ウィリアムズのチーム副代表を務めるクレア・ウィリアムズが、F1がバジェットキャップを導入しなければ自分たちが生き残っていくことはできないだろうと語った。
イギリスの名門F1チームであるウィリアムズだが、1997年にジャック・ビルヌーブを擁して通算9度目のコンストラクターズタイトルを獲得したのを最後にタイトル争いからは完全に脱落した状態となっている。さらに、2012年の第5戦スペインGPでパストール・マルドナードが勝利して以降、優勝からも遠ざかっている。
■バジェットキャップ導入を歓迎するウィリアムズ
チーム創設者であり現在も代表の地位にあるフランク・ウィリアムズを父にもつクレアは、最近F1オーナーのリバティ・メディアとF1チームによる会合に出席したが、その後「シャンパンの栓を抜きましょう」と喜びのコメントを行ったと報じられている。
それは、リバティ・メディアが2021年からF1チームの年間予算に1億5千万ドル(約164億円)という上限値(バジェットキャップ)を定めるという方針を明らかにしたためだ。
クレアは次のように付け加えている。
「私たちが破たん寸前だったと言うわけではありません。しかしチーム間の財政状況の格差が大きいことにより、ウィリアムズが中長期的に生き残っていく可能性はかなり厳しいと考えられていました」
■今のF1は崩壊している
ウィリアムズは2014年と2015年にはコンストラクターズランキング3位にまで巻き返していたものの、2016年と2017年は5位に脱落。そして今年はさらに厳しい状況を迎えており、3レースが終了した時点でまだ1ポイントも獲得できず、ランキングも最下位に沈んでしまっている。
クレアはこうした状況についてスイスの『Blick(ブリック)』紙に次のように語った。
「私が始めたころ、私たちはまた勝つことができるだろうと本気で考えていました。今ではもはやそんなことは信じられません」
「私たちのスポーツは基本的に崩壊してしまっているのです」
■課題はチーム間の財政格差の是正
そう述べたクレアは、F1チームの財政的格差を何とかしなければ自分たちに将来はないと次のように続けた。

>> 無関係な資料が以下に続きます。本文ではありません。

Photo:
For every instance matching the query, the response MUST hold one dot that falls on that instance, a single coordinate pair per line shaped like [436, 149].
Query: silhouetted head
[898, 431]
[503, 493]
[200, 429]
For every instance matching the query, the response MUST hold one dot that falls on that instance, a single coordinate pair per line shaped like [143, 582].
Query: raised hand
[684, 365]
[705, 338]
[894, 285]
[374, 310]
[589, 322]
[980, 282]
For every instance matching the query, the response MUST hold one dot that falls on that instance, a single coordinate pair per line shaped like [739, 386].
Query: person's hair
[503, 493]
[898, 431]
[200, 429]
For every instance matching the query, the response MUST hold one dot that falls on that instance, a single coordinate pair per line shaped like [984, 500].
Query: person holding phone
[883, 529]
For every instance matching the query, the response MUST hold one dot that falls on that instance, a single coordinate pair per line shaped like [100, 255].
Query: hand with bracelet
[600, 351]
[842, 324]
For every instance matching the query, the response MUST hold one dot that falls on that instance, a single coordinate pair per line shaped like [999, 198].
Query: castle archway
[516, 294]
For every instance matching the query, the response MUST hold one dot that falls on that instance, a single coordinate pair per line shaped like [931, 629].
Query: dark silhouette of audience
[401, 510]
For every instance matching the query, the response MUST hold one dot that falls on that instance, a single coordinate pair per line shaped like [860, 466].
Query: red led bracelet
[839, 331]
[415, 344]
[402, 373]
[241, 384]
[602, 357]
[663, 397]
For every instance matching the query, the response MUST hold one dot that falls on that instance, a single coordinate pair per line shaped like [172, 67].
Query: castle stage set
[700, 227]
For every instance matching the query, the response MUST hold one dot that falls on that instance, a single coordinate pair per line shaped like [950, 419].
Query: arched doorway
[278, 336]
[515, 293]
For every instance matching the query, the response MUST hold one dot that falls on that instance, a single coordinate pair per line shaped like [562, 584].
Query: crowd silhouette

「懸命に頑張ればいつかは報われるなどと信じるのは考えが甘すぎます。3強チームを除けば、今後勝利を得られる者など誰もいないのですから」
「フェラーリ、メルセデス、そしてレッドブルと比べれば、財政的な格差はあまりにも大きすぎます。これで頑張り続けるなんて不可能です。悲しいことですが」
「もしF1の新オーナーが本当に2021年から1億5千万ドルの予算を押し進めてくれるならば、私たちも生き残っていけるでしょう」
そう語ったクレアだが、自分たちにももっといい仕事をする必要があることも認めている。
「私たちよりも少ない資金でいい仕事をしているチームもありますからね」とクレアは付け加えた。